The U.S. Securities and Exchange Commission’s proposed rule issued March 21 to require standardized disclosure by public corporations of the impact of their practices on the environment follows a dramatic increase in the demand for such disclosure from investors, a former commissioner said.
“It is important to recognize and to acknowledge the amount of progress that businesses have already made on this front, that this rulemaking takes place against what is a dramatic increase in climate-related disclosures that companies, facing interest and pressure from various stakeholders, have chosen to disclose,” former SEC Commissioner Troy Paredes said in a discussion Thursday at the Bipartisan Policy Center.
“And that actually is exactly what ‘market discipline’ and private ordering would predict,” he added in a discussion with BPC senior adviser Tim Doyle about the role of the SEC and its relationship with corporations as well as investors. “I think that’s an important backdrop, worth taking some note of.
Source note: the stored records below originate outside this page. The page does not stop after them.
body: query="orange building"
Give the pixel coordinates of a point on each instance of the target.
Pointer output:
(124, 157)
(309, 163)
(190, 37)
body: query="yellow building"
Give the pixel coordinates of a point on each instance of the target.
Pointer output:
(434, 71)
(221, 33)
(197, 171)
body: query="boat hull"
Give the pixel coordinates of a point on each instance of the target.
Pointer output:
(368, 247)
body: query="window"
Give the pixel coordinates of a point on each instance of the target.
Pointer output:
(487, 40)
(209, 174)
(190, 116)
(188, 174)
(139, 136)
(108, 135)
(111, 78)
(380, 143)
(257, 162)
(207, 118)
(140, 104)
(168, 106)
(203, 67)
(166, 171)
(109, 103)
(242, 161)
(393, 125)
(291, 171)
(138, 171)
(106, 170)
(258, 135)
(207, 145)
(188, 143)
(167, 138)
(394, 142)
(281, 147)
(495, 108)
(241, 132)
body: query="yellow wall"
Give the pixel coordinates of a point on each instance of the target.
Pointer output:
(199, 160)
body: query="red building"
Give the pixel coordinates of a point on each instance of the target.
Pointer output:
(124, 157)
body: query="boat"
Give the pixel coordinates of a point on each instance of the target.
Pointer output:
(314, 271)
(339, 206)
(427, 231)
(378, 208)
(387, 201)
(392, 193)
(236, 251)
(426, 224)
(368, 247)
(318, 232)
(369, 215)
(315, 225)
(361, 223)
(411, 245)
“It’s important to recognize that there are shifts in terms of market expectations of one type or another. There are different stakeholders demanding different information for one reason or another.”
But this climate-related rule comes at a time when President Biden has made addressing climate change a whole-of-government issue with his January 2021 executive order, Doyle noted.
And “in May of 2021, he issued an executive order dealing with climate-related financial risk. I think you could make a pretty good argument that this rule has at least some connection with [the executive order], especially given the language that is in that executive order about a consistent, clear, comparable and accurate disclosure of climate financial risks,” he said.
Paredes, an appointee of President George W. Bush who served on the SEC from 2008 to 2013, said the climate issue is not new and that the market is already further along in the process than otherwise might be expected.
“From a company’s perspective, it strikes me that this rulemaking is extraordinarily consequential,” he added.
The question of “materiality” — that is, what to report — is at the heart of controversy about the SEC proposal, Paredes and Doyle agreed.
They also agreed that deciding what’s material has been an issue without a concrete definition since Congress created the SEC in 1934 in response to the stock market crash of 1929. The issue evolved gradually over time, except when Congress passed new legislation from time to time setting out specific requirements.
“The way it gets articulated … is investor protection; fair, orderly and efficient markets; and facilitating capital formation. They are often times identified as three separate parts to the SEC mission,” Paredes said. “The fact of the matter is that they intersect, and they support one another, but there may be instances where they can come into some tension,” he added in reference to the growing controversy over the rule, approved by a 3-1 vote. The rule will become effective in December unless challenged in court and could cost corporations billions of dollars to comply.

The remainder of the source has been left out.